Aboudy Kreidieh
  • Role: Software Engineer

  • Organization: Google

  • Email: akreidieh@gmail.com

About Me

I'm a Software Engineer at Google advancing the state-of-the-art in recommendation systems for video quality at YouTube. At Google, I've also served as a Researcher working on problems involving geospatial modeling and network-level optimization of urban transportation networks.

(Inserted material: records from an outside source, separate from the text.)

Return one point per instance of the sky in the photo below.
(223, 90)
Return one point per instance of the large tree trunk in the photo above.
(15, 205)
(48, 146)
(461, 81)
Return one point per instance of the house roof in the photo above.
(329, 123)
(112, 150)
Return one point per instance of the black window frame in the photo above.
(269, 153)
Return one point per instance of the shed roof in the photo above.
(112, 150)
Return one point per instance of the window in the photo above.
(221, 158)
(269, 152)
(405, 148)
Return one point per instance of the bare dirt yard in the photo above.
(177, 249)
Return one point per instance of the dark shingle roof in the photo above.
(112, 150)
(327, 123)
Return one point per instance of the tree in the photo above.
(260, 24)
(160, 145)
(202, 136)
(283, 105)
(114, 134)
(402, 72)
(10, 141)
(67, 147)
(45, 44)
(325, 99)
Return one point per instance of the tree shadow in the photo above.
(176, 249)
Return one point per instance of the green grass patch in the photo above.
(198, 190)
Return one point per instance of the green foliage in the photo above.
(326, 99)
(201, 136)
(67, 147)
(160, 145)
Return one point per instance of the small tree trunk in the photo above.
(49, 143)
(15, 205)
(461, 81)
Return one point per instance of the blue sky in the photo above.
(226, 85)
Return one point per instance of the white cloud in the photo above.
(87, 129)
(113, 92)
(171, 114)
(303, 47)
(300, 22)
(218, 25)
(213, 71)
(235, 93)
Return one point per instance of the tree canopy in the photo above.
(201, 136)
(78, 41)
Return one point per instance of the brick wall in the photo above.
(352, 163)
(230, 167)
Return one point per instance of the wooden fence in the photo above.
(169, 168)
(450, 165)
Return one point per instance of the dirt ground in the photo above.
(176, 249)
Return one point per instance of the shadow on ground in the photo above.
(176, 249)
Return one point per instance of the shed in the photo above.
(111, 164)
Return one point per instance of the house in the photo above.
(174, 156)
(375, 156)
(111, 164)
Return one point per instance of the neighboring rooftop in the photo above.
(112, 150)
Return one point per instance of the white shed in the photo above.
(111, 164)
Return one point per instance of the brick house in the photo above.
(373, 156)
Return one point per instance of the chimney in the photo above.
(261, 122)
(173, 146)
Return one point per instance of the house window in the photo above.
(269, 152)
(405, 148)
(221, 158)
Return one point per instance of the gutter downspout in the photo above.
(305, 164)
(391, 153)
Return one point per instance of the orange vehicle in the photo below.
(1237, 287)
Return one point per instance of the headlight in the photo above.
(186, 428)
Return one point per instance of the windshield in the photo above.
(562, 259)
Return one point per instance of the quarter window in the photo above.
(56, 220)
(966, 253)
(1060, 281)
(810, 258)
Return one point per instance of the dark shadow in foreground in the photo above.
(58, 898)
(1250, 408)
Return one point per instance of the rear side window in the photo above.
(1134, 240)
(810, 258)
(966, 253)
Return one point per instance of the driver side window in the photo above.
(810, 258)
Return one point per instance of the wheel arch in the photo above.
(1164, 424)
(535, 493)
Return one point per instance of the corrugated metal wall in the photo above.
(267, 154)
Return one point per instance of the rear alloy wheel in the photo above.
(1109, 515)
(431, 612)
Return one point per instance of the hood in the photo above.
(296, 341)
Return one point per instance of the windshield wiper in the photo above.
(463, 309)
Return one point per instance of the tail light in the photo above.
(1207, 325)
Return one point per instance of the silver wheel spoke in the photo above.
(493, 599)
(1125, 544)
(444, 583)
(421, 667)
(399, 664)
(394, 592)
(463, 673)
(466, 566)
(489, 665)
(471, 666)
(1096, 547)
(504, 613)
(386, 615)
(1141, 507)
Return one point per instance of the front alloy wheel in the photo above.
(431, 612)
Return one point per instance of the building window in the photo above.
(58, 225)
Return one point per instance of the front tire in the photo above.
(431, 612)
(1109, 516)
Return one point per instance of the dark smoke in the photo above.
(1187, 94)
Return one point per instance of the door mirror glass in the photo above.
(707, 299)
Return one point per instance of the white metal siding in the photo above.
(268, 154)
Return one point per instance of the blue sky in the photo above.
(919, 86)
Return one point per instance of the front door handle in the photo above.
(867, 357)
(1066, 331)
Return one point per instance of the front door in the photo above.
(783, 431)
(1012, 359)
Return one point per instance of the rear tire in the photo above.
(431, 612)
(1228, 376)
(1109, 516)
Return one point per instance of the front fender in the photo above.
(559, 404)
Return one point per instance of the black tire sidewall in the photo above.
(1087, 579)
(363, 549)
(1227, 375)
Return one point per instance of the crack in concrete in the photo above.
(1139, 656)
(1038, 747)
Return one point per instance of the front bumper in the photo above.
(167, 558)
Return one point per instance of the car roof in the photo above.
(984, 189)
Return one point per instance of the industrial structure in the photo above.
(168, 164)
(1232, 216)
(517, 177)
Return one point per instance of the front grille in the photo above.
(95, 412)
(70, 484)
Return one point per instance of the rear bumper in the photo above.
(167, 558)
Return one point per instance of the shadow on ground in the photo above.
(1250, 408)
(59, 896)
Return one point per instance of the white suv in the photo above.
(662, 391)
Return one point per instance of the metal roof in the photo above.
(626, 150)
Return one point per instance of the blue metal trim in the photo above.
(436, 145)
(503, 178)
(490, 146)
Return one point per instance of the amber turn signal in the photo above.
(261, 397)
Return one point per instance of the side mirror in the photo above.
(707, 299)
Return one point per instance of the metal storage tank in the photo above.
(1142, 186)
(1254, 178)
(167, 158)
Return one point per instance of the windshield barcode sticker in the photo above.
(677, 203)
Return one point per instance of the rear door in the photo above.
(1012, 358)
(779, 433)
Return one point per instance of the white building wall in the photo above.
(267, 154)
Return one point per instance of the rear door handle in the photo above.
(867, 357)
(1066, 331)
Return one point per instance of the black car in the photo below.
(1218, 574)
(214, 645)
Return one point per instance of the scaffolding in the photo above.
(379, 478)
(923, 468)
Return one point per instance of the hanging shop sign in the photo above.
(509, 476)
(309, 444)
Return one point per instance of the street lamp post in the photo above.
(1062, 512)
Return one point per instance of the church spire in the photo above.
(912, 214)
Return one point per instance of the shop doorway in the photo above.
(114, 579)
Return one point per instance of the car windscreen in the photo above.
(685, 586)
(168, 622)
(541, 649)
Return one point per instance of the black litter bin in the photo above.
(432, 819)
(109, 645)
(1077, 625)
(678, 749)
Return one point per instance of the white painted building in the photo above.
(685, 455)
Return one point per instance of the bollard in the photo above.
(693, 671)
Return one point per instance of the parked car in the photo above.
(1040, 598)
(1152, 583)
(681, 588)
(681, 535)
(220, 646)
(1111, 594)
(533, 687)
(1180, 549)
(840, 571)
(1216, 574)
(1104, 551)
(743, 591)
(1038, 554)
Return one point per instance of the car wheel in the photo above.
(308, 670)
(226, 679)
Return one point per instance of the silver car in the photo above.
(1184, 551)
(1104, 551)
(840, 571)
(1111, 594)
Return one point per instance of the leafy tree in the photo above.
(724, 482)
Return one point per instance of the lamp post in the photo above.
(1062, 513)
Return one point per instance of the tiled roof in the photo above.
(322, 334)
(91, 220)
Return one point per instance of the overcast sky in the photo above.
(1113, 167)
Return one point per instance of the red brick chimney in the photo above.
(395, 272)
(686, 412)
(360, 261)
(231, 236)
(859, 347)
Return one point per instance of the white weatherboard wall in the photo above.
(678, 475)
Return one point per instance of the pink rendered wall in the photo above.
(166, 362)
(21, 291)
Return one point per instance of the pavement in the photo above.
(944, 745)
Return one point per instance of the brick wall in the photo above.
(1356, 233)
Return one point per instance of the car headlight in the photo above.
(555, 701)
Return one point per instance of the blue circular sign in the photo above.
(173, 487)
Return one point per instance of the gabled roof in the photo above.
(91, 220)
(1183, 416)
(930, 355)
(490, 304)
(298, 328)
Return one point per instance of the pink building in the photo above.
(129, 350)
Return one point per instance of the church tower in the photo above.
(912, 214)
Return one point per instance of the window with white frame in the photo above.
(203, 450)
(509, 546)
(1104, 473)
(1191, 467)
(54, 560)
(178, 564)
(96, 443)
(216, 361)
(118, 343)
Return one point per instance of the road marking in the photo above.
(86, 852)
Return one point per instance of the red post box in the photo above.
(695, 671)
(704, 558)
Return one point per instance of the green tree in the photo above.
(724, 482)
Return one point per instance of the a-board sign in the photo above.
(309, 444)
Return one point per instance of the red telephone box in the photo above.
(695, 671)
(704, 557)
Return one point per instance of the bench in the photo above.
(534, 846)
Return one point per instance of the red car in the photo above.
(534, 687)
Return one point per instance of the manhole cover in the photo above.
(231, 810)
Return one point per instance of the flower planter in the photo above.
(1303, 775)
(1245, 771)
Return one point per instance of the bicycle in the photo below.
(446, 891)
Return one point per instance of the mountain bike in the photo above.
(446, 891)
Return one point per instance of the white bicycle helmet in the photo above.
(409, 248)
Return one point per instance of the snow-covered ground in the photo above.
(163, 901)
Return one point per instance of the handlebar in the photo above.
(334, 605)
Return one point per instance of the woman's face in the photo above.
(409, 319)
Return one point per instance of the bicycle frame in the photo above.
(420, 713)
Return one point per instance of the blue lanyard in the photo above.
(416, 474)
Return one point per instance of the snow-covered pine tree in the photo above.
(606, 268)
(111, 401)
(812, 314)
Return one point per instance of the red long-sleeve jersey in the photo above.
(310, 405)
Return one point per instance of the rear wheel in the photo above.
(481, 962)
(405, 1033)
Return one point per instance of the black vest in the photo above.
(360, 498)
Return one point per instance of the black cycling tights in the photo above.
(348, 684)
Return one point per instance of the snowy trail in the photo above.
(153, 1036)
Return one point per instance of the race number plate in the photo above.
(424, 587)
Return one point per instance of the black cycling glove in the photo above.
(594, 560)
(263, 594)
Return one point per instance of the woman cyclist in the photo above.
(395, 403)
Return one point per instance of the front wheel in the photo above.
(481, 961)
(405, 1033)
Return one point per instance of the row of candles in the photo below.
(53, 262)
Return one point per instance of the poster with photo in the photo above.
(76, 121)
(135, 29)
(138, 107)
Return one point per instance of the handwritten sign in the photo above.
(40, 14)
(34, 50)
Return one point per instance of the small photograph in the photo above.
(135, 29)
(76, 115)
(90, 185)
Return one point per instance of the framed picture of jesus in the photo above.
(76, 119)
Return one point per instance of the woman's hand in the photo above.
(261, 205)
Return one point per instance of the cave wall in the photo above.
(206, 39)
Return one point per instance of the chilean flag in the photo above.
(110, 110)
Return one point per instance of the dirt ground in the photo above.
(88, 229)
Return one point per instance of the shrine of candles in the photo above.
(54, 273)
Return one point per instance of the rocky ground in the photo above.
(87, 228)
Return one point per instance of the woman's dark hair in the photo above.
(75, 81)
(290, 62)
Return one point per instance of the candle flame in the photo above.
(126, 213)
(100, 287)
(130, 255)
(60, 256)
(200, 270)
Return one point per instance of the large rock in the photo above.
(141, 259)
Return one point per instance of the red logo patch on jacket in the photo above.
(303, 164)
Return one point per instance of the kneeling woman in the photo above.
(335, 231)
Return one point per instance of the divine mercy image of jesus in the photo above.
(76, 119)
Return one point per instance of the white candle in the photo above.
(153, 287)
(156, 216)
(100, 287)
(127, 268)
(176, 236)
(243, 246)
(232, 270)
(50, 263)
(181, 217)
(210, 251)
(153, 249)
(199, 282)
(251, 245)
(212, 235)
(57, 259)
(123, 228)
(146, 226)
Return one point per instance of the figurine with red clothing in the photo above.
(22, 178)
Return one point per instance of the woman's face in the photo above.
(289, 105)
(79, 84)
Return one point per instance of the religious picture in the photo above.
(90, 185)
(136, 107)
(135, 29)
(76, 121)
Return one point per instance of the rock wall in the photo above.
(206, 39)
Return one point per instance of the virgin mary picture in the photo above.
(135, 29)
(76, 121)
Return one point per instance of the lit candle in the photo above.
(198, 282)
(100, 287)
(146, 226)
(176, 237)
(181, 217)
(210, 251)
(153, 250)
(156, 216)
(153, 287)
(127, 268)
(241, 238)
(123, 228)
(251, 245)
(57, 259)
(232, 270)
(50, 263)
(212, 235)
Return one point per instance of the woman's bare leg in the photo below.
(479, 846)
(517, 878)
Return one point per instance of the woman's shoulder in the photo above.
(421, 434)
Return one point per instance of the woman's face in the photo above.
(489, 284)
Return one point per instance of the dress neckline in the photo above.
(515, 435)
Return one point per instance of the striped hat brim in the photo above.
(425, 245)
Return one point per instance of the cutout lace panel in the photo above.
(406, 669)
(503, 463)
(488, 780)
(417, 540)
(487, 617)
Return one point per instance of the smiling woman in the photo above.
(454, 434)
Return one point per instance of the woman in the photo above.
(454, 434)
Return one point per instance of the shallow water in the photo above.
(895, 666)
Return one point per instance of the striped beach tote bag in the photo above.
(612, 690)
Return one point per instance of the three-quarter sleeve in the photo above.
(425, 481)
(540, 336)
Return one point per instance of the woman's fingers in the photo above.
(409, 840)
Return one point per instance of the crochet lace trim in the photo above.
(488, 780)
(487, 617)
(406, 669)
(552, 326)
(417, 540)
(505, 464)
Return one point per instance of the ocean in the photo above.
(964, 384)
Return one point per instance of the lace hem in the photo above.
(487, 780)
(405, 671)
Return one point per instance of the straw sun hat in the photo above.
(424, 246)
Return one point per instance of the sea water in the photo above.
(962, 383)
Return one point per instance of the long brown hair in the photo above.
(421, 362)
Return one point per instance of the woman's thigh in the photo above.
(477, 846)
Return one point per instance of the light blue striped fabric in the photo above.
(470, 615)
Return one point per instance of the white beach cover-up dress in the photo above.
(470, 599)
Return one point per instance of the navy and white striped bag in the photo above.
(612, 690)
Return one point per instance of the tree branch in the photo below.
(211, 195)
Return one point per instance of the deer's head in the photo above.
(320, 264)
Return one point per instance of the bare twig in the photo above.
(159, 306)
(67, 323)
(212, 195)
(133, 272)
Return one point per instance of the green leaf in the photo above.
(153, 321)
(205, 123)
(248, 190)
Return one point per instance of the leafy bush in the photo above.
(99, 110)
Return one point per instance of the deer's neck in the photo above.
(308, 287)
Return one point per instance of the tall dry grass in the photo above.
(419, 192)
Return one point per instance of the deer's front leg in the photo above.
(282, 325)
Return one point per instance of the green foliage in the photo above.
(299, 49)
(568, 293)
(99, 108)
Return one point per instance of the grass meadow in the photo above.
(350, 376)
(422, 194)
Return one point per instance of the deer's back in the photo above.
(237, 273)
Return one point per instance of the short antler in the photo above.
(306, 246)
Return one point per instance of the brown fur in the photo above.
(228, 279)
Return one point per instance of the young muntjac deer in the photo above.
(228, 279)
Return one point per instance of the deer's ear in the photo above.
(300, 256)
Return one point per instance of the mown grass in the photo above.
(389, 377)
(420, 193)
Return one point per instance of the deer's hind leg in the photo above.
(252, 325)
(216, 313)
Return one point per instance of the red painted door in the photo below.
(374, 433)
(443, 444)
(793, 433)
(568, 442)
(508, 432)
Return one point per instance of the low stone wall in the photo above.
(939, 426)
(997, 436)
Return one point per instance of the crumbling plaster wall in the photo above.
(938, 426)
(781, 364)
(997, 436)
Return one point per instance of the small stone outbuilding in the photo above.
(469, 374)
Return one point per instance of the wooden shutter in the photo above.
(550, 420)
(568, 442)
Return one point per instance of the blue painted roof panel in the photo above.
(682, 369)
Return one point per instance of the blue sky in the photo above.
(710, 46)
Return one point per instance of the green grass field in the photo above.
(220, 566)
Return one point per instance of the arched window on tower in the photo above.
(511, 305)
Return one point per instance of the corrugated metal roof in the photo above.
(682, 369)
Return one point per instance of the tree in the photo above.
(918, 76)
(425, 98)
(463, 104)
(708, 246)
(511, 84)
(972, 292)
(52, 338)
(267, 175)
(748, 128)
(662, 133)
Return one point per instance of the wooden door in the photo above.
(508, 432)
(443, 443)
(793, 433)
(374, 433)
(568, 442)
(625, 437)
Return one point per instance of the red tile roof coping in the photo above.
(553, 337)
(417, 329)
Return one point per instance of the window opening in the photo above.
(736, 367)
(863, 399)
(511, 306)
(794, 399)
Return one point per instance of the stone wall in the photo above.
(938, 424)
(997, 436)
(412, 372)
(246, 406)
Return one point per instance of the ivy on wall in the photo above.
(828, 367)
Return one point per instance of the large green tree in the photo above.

Prior to this, I received my Ph.D. at the University of California, Berkeley under the mentorship of Prof. Alexandre M. Bayen, in which I explored methods for efficiently adapting deep reinforcement learning to the problem of mixed-autonomy traffic. During this period, I took part in the first large-scale field experiment aimed at demonstrating the ability of intelligently designed automated driving systems to reduce traffic congestion.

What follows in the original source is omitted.